Wednesday 7 October 2020

Cry of the Werewolf. A Hard Pass.

 

I can’t say I wasn’t warned about Cry of the Werewolf (1944).

No curses here, but a gift of sorts, passed on not from a bit but from mother to daughter among a mysterious gypsy “tribe”. A nasty sense of the Other lingers with the use of that word, and that’s not all of the problems with this werewolf movie.

 A professor is ripped to pieces by a strange animal one night, at the museum dedicated to the memory of a woman named Marie La Tour. Who is Marie Le Tour? She’s revealed to be the mother of the central antagonist, the princess Celeste (Nina Foch), who is hell bent on killing anyone who knows about the tomb of La Tour, now discovered within a secret room in the house/museum. Why is any of this important?  I literally have no idea. Burt an investigation ensues on two fronts; one from his son Robert (Stephen Crane) and his fiancé and museum worker Else (Osa Massen) and the other from apparent racist and misogynist Lt. Lane played by Barton MacLaine, who seems to be the only actor having anything close to fun here, even if his character is obsessed with either pinning the murders on either a woman or a foreigner. Some of the most comically inept police are onscreen here. The entire cast of pretty much awful, with Crane a particular block of wood - it's been a while since I've seen a performance this bad in a studio picture. Thanks, Columbia.
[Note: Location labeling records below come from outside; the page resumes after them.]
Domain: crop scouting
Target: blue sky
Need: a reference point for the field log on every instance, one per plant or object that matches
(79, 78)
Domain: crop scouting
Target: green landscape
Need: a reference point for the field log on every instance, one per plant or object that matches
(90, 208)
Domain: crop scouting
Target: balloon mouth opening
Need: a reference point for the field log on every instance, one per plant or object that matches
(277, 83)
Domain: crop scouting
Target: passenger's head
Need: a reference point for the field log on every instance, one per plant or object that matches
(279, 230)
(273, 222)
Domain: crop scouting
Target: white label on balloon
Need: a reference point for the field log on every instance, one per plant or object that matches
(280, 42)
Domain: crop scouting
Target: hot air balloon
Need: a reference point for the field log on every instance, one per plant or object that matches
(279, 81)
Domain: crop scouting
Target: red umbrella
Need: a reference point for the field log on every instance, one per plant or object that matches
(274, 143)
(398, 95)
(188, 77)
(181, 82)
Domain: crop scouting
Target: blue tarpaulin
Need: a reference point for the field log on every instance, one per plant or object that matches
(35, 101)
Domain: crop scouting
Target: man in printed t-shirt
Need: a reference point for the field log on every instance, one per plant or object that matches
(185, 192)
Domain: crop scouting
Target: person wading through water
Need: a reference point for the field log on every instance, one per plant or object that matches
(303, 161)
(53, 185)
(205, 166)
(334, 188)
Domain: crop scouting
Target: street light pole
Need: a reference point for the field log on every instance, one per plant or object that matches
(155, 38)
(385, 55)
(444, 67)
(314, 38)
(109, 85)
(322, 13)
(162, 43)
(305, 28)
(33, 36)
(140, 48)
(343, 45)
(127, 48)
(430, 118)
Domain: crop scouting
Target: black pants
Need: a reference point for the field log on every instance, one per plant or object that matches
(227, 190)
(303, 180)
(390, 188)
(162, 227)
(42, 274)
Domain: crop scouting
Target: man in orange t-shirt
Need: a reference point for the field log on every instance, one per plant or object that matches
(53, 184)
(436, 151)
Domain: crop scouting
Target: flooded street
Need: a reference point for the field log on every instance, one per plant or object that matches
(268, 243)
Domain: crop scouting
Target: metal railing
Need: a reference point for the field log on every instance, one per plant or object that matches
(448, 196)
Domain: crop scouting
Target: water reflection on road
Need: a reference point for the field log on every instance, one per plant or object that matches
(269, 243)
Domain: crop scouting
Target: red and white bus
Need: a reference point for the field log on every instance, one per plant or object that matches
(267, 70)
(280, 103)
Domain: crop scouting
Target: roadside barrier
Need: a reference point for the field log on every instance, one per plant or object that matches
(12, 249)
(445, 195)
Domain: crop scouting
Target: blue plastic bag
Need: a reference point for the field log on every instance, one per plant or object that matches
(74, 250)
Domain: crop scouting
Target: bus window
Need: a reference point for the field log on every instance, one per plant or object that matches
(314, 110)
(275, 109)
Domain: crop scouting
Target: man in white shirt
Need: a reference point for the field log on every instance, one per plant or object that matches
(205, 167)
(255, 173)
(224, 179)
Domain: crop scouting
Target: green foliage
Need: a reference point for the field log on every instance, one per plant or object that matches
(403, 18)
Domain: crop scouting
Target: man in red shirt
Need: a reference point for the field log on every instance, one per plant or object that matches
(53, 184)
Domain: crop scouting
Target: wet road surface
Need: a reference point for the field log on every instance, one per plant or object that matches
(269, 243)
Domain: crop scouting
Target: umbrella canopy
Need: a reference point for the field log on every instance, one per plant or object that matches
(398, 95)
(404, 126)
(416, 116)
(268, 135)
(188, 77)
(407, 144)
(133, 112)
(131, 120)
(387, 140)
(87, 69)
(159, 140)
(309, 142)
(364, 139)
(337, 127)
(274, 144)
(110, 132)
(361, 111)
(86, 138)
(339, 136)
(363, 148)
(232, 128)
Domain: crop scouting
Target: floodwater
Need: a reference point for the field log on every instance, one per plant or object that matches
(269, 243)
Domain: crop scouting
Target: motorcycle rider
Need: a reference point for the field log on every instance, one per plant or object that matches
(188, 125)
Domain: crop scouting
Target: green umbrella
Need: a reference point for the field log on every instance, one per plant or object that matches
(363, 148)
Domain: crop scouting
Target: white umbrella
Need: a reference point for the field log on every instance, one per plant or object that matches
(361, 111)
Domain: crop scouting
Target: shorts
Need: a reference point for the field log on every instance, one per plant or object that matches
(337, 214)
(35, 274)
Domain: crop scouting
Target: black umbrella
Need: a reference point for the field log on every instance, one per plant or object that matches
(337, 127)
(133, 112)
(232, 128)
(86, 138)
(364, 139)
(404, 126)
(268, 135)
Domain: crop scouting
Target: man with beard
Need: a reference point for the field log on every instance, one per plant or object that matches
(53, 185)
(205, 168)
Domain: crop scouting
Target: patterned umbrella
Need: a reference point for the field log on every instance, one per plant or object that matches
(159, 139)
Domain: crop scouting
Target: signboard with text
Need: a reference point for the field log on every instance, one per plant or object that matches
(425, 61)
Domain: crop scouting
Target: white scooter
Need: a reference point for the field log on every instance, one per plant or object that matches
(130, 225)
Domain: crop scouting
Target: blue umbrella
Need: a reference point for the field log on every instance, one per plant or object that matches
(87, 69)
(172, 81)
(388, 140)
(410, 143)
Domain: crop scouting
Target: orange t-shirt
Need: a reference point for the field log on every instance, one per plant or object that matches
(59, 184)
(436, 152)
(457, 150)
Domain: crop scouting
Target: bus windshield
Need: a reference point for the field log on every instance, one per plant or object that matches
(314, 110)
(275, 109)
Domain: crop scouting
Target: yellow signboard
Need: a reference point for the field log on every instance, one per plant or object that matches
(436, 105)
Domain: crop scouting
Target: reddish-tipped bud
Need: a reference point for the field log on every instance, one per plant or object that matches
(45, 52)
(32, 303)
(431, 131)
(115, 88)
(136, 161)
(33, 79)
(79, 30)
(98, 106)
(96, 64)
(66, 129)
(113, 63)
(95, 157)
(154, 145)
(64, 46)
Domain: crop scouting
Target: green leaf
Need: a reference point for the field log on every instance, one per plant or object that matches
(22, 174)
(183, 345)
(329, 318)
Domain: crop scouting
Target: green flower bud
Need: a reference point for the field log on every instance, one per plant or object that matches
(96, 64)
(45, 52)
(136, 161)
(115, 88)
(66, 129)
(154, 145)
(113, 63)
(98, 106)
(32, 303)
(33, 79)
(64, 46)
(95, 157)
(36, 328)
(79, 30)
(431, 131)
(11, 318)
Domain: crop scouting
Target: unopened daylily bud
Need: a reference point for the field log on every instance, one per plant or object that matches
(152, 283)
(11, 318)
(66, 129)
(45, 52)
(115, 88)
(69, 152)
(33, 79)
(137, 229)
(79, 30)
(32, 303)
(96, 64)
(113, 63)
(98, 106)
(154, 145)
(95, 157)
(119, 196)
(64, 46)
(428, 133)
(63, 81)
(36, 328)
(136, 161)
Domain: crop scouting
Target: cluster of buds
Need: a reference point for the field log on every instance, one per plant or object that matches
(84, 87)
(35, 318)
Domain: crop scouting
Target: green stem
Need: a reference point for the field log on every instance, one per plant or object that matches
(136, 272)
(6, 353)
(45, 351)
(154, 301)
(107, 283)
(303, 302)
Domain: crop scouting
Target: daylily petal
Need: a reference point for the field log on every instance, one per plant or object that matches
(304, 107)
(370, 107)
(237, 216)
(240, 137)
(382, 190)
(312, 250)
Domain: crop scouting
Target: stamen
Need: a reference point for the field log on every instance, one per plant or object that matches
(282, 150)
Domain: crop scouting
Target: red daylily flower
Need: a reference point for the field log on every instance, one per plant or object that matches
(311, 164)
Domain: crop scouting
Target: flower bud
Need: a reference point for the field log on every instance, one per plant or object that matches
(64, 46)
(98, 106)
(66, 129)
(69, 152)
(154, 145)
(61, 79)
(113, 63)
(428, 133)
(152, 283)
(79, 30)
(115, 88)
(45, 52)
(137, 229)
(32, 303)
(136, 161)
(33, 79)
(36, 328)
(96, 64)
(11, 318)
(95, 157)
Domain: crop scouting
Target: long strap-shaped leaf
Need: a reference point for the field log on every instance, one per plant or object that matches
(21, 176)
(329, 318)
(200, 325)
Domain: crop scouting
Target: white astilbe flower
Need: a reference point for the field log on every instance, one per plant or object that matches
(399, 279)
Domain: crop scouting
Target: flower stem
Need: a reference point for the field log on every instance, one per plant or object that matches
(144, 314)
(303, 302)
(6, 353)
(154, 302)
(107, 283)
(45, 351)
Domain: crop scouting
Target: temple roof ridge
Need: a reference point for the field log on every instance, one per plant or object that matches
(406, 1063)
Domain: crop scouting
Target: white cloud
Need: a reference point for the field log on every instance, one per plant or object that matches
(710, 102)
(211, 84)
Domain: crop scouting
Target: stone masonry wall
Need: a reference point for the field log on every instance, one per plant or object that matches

 The dialogue is confoundingly bad, with such clangers as “I’ve been spending some very interesting moments,” courtesy of screenwriters Charles O’Neal and Griffin Jay. Henry Levin’s direction is clunky and uninspired, and nothing seems rehearsed or planned. In fact, even though there are deaths and investigations and court scenes, nothing much seems to actually happen. The pace is slow as the story blunders on through its mercifully brief 63-minute running time.

 And the we come to the titular werewolf, which does cry a bit and is even revealed in the film’s opening credits to be a German Shepherd with something like string in its mouth to make it…well, I don’t quite know what. It chews a bit. It just looks like a big dog with something tied around its snout. In the film, its appearances are mostly and wisely reduced to shots of its paws and legs as it casually trots after another victim. The transformations are also pretty shocking, as we witness Celeste’s shadow end down a bit, as though she’s changing, and then dissolving to the silhouette of a cardboard cut-out of a wolf that doesn’t match the actor’s shape or even her position in the frame. Put simply, it's a dog. There could be something interesting to say regarding actually taking the form of a dog as opposed ot the human/wolf hybrids we normally associate with the sub-genre, but there's nothing of substance to be had here. Even during the climax, the filmmakers can't be bothered to get the angle right when dissolving from Celeste's bloody hand to her bloody paw.


 The story doesn’t make a lick of sense and the characters just do what’s required of them. Neither is there much scariness either, apart from an attempt at such during a scene in an underground mortuary which is squandered – how can you not make that scary? This feels more of an attempt to match RKO’s Cat People (1942) but it fails miserably.

 I should have listened to David Cairns at Shadowplay. Cry of the Werewolf is rubbish.